Brad Treliving est devenu le grand coupable dans le dossier Matthew Knies. L'ex directeur général des Maple Leafs aurait envoyé le courriel trop tard à la LNH (15h01 au lieu de 15h) et l’échange Zharovsky-Pickford-deux premiers choix pour Matthew Knies serait mort à une minute de la date limite des transactions.
Mais plus les détails sortent, plus une autre question commence à circuler dans les coulisses de la LNH.
Pourquoi Kent Hughes n’a-t-il pas envoyé le courriel lui-même?
Selon les informations rapportées par Nicolas Cloutier de TVA Sports, la procédure est pourtant simple. Lorsqu’une transaction est conclue, n’importe laquelle des deux organisations peut transmettre le premier courriel à la Ligue nationale. L’important est qu’il soit envoyé avant l’heure limite.
Ce détail change complètement la perception du dossier.
Pendant des mois, l’histoire racontée était simple : Toronto a échappé le ballon. (ou plutôt la rondelle)
Aujourd’hui, on réalise que Montréal a sa part de responsabilité.
L'histoire de ce courriel jamais envoyé incrimine le DG du CH automatiquement.
Au final, si Kent Hughes croyait vraiment que Matthew Knies représentait une pièce aussi importante pour l’avenir du Canadien de Montréal, pourquoi avoir laissé l’autre organisation gérer la dernière étape administrative?
Pourquoi prendre ce risque?
Hughes faisait confiance à Treliving.
Mais pourquoi ne pas avoir envoyé lui-même le document pour s’assurer que la transaction soit officiellement enregistrée dans les délais?
Selon ce qui circule, l'ex-DG des Leafs a insisté pour le faire. Certains se demandent même s'il ne voulait pas "niaiser" son rival par jalousie.
Le CH est l'une des équipes avec l'un des plus brillants futurs dans la LNH, alors que les Leafs étaient au fond du trou.
Treliving savait qu'il allait être congédié. Voulait-il faire suer Kent Hughes en lui promettant une transaction afin de le bloquer de négocier avec d'autres équipes?
Hum. Cette théorie du complot ne fait pas de sens. Nous ne sommes pas dans un mauvais film de série B.
C’est là que le dossier devient extrêmement inconfortable pour le directeur général montréalais.

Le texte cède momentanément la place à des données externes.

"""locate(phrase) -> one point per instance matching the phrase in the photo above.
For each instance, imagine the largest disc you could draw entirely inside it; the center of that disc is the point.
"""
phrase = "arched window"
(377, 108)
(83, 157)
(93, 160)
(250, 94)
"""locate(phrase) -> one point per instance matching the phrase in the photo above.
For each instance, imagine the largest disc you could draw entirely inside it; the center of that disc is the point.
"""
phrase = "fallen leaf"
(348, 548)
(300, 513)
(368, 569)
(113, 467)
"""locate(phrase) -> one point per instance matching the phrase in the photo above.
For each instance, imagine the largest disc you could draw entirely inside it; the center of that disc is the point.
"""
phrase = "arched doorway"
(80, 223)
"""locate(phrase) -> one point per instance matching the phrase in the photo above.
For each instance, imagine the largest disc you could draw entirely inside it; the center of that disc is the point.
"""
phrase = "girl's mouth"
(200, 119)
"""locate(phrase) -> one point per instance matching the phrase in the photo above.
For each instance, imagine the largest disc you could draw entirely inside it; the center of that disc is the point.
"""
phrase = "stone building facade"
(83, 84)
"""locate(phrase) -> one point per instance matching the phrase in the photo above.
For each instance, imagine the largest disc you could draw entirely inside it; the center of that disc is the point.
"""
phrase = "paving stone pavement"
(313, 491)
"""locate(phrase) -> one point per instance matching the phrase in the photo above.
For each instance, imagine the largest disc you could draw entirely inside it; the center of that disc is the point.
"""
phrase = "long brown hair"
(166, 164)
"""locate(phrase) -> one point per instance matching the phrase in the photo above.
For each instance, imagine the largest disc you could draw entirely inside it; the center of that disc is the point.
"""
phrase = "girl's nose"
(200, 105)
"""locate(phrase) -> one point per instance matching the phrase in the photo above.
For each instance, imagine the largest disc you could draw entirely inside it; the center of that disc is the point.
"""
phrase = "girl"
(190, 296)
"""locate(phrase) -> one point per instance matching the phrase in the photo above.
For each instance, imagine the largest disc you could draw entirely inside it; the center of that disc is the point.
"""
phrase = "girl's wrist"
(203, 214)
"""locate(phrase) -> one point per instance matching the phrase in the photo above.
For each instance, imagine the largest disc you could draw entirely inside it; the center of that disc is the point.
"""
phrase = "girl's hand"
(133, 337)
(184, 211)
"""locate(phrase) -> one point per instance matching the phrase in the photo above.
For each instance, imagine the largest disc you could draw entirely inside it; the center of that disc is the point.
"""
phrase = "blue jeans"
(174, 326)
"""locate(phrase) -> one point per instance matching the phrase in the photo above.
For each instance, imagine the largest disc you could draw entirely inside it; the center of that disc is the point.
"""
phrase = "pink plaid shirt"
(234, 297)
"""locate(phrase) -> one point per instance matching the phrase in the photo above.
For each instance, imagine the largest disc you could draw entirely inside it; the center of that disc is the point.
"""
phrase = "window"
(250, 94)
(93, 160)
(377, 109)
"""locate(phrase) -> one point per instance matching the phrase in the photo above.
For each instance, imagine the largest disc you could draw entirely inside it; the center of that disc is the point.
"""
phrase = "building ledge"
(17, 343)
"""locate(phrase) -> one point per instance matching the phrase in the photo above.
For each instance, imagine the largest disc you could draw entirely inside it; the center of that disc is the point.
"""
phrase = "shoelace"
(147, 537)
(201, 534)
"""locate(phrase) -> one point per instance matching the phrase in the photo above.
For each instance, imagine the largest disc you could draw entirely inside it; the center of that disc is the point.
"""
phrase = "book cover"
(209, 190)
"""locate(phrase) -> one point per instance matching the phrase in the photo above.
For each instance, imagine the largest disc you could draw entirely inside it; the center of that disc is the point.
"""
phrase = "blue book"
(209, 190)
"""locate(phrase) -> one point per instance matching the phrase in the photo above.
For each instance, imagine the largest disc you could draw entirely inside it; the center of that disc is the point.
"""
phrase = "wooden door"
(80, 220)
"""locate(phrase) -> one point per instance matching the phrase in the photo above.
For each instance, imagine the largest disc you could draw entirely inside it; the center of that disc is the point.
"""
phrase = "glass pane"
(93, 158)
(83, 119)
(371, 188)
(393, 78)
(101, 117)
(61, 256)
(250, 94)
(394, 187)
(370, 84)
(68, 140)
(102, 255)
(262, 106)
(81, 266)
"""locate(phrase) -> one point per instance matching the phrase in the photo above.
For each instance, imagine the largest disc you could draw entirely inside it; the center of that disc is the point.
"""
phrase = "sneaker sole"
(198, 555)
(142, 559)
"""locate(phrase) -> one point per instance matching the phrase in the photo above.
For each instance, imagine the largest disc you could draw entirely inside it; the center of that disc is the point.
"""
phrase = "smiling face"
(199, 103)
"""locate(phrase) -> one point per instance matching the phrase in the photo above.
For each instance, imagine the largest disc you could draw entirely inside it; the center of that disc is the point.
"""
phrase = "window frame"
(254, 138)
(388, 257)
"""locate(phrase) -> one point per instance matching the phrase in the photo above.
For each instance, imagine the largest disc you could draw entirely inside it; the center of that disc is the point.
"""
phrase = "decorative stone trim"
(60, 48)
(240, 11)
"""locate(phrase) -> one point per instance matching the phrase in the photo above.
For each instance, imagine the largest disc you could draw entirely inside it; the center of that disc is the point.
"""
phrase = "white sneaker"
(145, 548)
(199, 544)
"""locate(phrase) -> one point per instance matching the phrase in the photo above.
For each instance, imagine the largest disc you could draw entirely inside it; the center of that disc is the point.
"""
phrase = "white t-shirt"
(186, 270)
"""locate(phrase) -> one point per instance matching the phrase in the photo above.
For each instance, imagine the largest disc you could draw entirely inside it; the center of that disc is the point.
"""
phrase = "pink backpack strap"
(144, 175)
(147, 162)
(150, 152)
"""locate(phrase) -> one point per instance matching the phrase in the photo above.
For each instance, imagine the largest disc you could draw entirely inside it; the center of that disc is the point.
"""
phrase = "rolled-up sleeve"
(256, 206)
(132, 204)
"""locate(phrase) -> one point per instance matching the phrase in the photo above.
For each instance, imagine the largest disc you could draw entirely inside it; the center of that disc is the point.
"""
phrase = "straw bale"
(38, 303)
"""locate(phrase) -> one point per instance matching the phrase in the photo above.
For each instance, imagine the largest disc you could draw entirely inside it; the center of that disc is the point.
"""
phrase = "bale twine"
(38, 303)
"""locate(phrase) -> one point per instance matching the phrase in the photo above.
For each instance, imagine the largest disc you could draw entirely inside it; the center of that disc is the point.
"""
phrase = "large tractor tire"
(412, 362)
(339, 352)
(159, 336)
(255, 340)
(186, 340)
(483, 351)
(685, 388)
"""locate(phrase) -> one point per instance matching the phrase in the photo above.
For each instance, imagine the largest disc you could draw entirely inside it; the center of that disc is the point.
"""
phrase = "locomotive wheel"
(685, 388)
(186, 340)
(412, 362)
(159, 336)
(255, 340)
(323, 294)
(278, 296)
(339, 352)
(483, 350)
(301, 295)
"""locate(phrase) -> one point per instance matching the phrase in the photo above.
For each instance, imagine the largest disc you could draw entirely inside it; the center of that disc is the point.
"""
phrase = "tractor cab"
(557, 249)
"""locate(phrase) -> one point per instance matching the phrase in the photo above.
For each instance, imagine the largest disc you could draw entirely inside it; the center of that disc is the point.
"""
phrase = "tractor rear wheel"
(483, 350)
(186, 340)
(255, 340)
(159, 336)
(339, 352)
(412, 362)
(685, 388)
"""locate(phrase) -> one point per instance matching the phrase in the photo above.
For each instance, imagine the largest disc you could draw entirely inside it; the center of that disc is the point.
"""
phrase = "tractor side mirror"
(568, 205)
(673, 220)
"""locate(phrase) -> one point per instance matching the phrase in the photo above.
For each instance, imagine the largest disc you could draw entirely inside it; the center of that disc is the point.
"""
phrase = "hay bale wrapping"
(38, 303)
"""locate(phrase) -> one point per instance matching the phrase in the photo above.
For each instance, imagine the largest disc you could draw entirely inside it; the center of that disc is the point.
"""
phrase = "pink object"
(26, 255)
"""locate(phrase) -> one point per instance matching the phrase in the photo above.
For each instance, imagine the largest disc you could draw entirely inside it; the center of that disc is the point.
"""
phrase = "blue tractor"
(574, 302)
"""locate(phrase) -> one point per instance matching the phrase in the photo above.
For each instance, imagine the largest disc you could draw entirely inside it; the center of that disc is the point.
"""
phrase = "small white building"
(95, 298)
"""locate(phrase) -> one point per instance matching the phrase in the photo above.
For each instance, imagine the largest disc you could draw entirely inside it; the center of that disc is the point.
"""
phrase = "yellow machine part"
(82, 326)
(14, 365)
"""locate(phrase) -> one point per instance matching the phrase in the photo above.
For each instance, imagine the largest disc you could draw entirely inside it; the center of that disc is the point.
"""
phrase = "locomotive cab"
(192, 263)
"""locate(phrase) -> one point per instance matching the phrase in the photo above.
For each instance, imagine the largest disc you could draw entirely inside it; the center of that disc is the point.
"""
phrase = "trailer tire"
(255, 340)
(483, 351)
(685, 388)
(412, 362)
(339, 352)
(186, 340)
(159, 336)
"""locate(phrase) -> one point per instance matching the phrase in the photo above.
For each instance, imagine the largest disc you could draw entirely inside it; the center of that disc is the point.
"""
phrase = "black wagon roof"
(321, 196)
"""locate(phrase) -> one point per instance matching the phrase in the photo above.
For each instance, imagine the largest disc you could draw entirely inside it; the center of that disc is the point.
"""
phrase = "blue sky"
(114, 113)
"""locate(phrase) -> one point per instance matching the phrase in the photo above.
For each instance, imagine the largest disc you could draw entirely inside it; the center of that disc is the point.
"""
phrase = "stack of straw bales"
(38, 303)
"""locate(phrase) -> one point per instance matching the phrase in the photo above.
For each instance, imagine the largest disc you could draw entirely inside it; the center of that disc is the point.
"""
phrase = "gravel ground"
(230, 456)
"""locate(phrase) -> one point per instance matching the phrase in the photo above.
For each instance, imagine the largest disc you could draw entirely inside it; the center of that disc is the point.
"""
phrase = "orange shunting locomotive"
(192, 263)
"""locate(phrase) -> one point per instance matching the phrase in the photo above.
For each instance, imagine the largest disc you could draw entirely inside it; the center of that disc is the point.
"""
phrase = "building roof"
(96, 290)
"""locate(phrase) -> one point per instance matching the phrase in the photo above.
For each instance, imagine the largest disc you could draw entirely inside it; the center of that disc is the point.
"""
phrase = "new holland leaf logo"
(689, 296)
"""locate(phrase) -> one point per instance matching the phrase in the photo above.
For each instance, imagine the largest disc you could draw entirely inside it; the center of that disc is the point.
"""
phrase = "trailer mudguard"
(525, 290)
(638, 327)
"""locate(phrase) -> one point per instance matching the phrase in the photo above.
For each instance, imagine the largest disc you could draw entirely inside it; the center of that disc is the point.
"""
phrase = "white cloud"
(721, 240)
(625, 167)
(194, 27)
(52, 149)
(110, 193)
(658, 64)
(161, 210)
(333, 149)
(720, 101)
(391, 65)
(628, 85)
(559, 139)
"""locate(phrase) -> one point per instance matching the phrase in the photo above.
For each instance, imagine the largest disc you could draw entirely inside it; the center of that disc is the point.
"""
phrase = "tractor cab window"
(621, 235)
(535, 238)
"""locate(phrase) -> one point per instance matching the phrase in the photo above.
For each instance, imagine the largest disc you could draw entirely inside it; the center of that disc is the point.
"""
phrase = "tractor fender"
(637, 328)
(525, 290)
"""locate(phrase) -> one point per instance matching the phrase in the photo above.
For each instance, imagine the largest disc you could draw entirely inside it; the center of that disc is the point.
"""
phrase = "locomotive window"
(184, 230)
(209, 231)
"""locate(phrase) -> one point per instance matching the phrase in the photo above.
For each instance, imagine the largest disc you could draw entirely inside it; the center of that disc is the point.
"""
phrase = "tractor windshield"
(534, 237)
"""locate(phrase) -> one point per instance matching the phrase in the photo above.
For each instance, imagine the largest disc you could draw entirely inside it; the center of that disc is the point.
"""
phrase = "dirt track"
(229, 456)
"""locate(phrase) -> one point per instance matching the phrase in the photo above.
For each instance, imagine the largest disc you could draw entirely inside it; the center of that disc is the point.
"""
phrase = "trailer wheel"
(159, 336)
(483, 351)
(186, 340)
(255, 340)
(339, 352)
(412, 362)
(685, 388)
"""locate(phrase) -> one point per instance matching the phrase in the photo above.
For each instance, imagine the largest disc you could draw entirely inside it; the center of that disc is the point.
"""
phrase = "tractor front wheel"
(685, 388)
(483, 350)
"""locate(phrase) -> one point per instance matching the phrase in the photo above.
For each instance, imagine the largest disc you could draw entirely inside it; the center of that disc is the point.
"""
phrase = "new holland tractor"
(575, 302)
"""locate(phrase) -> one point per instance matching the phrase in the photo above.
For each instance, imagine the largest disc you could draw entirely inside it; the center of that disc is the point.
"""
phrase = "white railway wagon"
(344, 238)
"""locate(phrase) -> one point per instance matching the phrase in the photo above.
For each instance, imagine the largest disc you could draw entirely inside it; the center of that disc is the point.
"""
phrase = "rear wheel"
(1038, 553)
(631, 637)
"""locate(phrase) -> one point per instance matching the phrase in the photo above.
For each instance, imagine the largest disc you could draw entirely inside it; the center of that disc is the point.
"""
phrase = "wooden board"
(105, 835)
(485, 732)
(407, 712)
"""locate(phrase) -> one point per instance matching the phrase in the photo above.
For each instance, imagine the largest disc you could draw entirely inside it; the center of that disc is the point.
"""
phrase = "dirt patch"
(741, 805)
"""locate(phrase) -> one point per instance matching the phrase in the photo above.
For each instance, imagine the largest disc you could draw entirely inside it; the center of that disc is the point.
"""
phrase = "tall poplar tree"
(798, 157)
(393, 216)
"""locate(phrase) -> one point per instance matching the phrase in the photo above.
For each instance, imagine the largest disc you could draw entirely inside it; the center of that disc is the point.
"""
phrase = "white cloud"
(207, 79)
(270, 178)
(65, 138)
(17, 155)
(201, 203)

Il serait aussi coupable que Treliving dans cette histoire.
Ouch.
On ne parle pas d’un échange mineur.
On parle d’un attaquant de puissance qui était le complément idéal pour Ivan Demidov.
On parle d’une transaction qui aurait pu transformer le visage du Canadien et qualifier Montréal pour la finale de la Coupe Stanley.
Et pourtant, personne du côté de Montréal ne s’est assuré que le courriel décisif parte à temps.
La mauvaise publicité ne frappe donc plus uniquement Toronto.
Elle frappe aussi Kent Hughes.
Due dans une industrie où chaque détail compte, où les directeurs généraux travaillent parfois pendant des mois sur une seule transaction, voir un échange d’une telle ampleur mourir pour une question de courriel paraît difficile à expliquer.
Encore aujourd’hui, Matthew Knies est à Toronto.
Le nouveau DG John Chayka refuse désormais de revisiter le dossier.
Et pendant ce temps, le Canadien doit vivre avec une question qui risque de le suivre encore longtemps.
Si Matthew Knies était vraiment aussi important que tout le monde le prétend aujourd’hui…
Pourquoi personne à Montréal n’a pris les commandes au moment le plus important?
On pourrait aussi accuser le président Jeff Gorton. Mais la vérité est que Kent Hughes est le DG.
C'est lui qui est reconnu coupable aujourd'hui.